Change the accounting rules and suspend mark to market
It's not too late to enact a better plan than the one the Treasury has put on the table. Peter Lee looks at alternative strategies that might prove sharper than Paulson's bailout plan.
Rewrite the numbers
If the government doesn’t want to take this route but still wants to reduce the risk of bank insolvency arising from P&L hits on troubled mortgage assets, there might be an even quicker, cheaper way. Let’s just change the accounting. If banks and financial institutions could just treat their cashflow models as the actual price of troubled assets, they might avoid the big hits to the P&L and reduction of capital and so be able to carry on lending in ways that would stabilize asset prices.
On September 30, French president Nicolas Sarkozy was set to appeal to fellow EU leaders to relax the accounting rules, having met French financial leaders at the Elysée Palace.
It’s an idea worth considering, if not one that Euromoney would wholeheartedly endorse.

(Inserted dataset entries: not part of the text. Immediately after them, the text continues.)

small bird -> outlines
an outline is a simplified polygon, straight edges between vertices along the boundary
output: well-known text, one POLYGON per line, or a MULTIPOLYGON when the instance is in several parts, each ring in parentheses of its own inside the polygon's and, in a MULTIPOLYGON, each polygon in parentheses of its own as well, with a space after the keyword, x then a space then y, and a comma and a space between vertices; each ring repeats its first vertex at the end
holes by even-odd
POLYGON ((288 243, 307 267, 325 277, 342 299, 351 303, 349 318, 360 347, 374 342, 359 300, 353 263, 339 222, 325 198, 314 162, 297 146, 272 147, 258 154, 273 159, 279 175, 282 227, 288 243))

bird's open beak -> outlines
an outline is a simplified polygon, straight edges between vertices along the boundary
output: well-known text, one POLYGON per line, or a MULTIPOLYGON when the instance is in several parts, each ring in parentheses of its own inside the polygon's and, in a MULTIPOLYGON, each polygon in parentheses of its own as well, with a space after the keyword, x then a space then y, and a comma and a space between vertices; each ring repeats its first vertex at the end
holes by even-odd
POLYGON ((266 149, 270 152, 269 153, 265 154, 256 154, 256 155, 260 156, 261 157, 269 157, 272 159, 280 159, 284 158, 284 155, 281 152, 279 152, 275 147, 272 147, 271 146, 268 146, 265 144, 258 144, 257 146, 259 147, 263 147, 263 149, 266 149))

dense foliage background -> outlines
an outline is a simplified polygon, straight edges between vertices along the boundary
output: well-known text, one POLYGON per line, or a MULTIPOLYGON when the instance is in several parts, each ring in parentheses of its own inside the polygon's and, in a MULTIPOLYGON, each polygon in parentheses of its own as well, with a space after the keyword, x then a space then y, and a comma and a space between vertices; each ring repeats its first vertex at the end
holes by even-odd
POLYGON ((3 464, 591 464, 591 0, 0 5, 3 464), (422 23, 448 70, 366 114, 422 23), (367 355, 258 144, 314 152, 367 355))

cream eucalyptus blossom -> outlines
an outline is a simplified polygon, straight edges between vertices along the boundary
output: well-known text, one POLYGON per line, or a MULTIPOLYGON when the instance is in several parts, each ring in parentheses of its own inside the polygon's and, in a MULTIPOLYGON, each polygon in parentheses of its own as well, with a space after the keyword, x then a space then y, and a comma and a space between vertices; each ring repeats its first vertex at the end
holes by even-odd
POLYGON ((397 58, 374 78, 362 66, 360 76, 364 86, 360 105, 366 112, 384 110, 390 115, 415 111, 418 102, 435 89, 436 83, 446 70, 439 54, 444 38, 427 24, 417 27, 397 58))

On September 22, Floyd Stoner, executive vice-president, congressional relations and public policy, at the American Bankers Association, urged members of the Senate and the House of Representatives to consider “how current and proposed ‘fair value’ and other accounting rules are exacerbating the problems in the financial markets”, and arguing that the SEC “should take action prior to September 30 to recognize that it is virtually impossible to establish fair value in this environment”.